2. The enclosure around the Sphinx (a lion, the head of which was subsequently carved down to a vain Pharaoh’s likeness) corroborates the probable date of the pyramid construction. The edges of the excavated depression around the body of the lion exhibits evidence of extensive water erosion that could only have been produced before the region turned arid, and the estimated duration of the water erosion (2000 years) added to the estimated time when the region turned arid, 8500 BC, computes to 10,500 BC.
3. The Sphinx (a lion) is facing in the direction in which, due to the precession of the Earth's axis, the constellation of Leo (a lion) was rising on the eastern horizon at the vernal equinox in 10,500 BC.

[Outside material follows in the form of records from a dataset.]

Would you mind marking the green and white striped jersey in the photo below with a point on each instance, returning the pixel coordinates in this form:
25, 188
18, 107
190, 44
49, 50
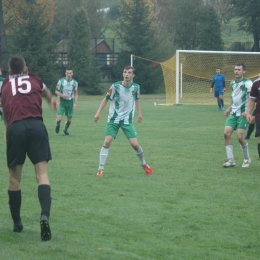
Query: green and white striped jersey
240, 95
67, 87
122, 102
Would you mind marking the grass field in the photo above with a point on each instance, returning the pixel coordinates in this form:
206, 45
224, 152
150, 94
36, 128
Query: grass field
190, 208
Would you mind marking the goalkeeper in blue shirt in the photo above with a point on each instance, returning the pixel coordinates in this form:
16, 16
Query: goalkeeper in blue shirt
218, 81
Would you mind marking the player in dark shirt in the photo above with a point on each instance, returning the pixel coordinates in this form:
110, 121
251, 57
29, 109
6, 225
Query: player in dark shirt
255, 118
21, 96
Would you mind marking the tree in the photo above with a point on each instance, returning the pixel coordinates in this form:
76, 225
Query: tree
186, 22
209, 31
135, 27
3, 40
196, 29
32, 40
248, 14
81, 58
64, 11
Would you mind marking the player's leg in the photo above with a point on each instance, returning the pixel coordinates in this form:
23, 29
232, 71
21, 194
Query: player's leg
216, 94
241, 129
66, 126
16, 155
44, 196
38, 150
221, 100
230, 125
110, 134
69, 114
130, 133
257, 134
15, 196
250, 130
60, 112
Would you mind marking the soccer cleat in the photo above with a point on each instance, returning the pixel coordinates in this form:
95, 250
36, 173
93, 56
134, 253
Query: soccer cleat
100, 173
57, 129
18, 227
147, 169
66, 132
246, 163
229, 163
45, 228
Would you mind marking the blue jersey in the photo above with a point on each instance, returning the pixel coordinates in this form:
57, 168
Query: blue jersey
218, 80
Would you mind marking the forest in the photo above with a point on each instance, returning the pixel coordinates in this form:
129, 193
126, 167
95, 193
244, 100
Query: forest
153, 29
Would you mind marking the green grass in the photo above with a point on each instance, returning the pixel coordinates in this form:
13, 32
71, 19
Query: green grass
190, 208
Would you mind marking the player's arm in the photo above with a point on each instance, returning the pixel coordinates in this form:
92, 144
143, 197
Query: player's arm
138, 108
101, 107
212, 86
52, 101
250, 107
75, 98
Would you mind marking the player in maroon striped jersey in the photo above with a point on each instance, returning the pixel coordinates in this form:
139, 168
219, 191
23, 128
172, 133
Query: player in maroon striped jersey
21, 95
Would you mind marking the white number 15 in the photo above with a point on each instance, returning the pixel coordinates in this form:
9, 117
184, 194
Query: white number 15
21, 80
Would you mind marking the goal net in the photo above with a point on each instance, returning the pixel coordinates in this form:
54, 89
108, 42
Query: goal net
188, 74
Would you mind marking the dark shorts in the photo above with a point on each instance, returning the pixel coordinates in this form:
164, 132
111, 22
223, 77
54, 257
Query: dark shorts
66, 106
128, 129
218, 92
257, 131
28, 136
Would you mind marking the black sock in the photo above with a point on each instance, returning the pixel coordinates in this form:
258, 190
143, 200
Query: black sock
15, 201
250, 130
67, 125
44, 195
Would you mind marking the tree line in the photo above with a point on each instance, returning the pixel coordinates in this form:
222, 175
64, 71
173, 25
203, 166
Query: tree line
148, 28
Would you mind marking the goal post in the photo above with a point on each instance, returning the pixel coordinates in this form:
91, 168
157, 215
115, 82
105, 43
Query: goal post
188, 74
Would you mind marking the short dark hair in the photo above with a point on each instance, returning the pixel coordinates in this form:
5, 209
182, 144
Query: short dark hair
241, 64
16, 64
129, 67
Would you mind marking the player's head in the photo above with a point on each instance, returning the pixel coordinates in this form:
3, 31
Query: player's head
240, 70
17, 65
69, 73
128, 73
218, 70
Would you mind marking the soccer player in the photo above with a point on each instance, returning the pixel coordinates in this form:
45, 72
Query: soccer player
250, 129
241, 88
255, 118
21, 95
67, 91
218, 81
124, 97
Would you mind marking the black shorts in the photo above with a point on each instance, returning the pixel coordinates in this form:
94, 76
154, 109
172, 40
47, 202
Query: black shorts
28, 136
257, 131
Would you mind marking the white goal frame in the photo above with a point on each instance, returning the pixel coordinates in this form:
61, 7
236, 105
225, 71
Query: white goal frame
179, 66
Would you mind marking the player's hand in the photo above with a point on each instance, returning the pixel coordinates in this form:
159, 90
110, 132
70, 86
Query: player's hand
96, 117
54, 103
65, 96
227, 112
244, 114
140, 118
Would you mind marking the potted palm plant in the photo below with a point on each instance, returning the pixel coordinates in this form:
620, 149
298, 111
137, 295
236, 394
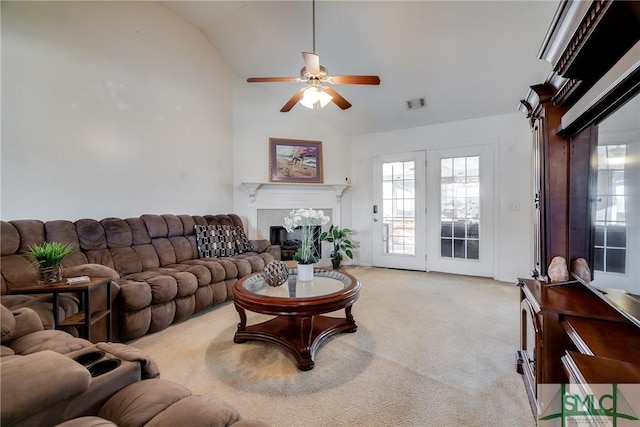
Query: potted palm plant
48, 259
342, 246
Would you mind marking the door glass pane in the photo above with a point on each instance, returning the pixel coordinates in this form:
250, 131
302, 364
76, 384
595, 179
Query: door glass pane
398, 207
611, 227
460, 201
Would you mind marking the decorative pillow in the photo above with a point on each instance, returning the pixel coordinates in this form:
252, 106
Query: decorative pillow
215, 241
242, 243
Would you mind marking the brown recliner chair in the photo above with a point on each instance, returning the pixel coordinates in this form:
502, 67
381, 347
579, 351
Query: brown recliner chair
49, 377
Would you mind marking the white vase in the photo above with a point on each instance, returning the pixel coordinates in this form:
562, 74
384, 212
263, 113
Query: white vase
305, 272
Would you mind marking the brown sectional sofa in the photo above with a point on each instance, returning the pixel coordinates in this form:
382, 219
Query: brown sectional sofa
158, 277
50, 377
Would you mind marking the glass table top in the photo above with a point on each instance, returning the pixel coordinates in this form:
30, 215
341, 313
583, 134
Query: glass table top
323, 283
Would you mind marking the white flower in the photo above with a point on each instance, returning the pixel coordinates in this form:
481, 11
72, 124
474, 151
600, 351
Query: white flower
306, 219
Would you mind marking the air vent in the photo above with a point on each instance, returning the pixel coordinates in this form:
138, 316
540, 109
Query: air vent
414, 104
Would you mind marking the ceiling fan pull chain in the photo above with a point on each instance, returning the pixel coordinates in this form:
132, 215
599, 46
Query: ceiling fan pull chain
313, 26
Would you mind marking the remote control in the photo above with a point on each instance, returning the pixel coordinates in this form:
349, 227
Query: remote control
76, 280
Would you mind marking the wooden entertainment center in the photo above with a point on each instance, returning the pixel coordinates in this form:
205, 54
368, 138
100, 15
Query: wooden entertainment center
572, 332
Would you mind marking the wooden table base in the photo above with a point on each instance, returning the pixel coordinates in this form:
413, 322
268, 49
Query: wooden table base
301, 335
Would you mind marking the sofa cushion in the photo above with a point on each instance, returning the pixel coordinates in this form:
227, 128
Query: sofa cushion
43, 379
215, 241
7, 323
242, 243
138, 403
199, 410
10, 242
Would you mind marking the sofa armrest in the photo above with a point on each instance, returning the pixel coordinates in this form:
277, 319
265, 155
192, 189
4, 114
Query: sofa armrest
95, 270
31, 383
27, 322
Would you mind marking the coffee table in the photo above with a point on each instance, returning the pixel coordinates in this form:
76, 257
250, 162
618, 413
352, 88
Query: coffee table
298, 325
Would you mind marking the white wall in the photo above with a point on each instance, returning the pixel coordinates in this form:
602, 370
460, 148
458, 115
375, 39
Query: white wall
111, 109
257, 117
512, 140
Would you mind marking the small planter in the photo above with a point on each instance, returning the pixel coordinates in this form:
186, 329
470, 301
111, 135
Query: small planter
50, 275
305, 272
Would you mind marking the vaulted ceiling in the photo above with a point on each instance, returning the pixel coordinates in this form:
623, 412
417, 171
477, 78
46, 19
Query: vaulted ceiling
466, 58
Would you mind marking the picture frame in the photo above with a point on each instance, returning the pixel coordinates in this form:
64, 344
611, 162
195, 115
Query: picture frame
295, 161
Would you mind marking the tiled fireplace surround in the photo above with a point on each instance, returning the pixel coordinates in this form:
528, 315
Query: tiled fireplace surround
270, 203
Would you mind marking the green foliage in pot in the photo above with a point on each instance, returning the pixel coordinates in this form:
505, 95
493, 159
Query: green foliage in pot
342, 246
48, 254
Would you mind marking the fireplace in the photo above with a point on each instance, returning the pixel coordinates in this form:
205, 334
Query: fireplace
290, 241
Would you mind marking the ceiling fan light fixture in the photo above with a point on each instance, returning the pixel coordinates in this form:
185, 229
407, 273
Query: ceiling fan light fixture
315, 97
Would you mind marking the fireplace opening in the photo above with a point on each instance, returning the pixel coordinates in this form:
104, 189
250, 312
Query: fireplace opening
290, 242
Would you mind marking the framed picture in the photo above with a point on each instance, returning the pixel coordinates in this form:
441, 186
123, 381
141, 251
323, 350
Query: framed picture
295, 160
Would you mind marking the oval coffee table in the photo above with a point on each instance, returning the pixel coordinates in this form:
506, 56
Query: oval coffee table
297, 306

How this date is calculated:
The planets orbit the Sun on an approximate common plane, varying by 6 degrees. This 6 degree wide band is called the Belt of the Zodiac, where Zodiac refers to the 12 Astronomical Signs. The Signs are shorthand labels (see table at left below) of 12 segments of 300 each, totaling 3600. Each Sign is named after the traditional constellation of stars in that segment.
The axis of the Earth wobbles in the opposite direction of the rotation. The Earth’s axis is always at approximately 23.5 degrees angle to the plane of the Ecliptic (plane of Earth's orbit around the Sun), but the wobble changes the direction of the angle of the axis in relation to the fixed stars, such that the constellations rising on the horizon at the vernal equinox shift over time. Currently the vernal equinox occurs at the cusp between the constellations of Pisces and Aquarius, moving into Aquarius. With the short time of modern human scientific measurements being made, we have only measured a small segment of a long circuit, and although the wobble is likely to be an ellipse, which means the rate of precession varies during the circuit, the precession of the axis is generally considered to take around 25,000 years to complete a circuit, and goes backward through the Signs.
The cusp of Leo rising at the vernal equinox is just opposite our current position, or six Signs back in time, or half the circuit of around 25,000 years, which is 12,500 years ago, which is 10,500 BC.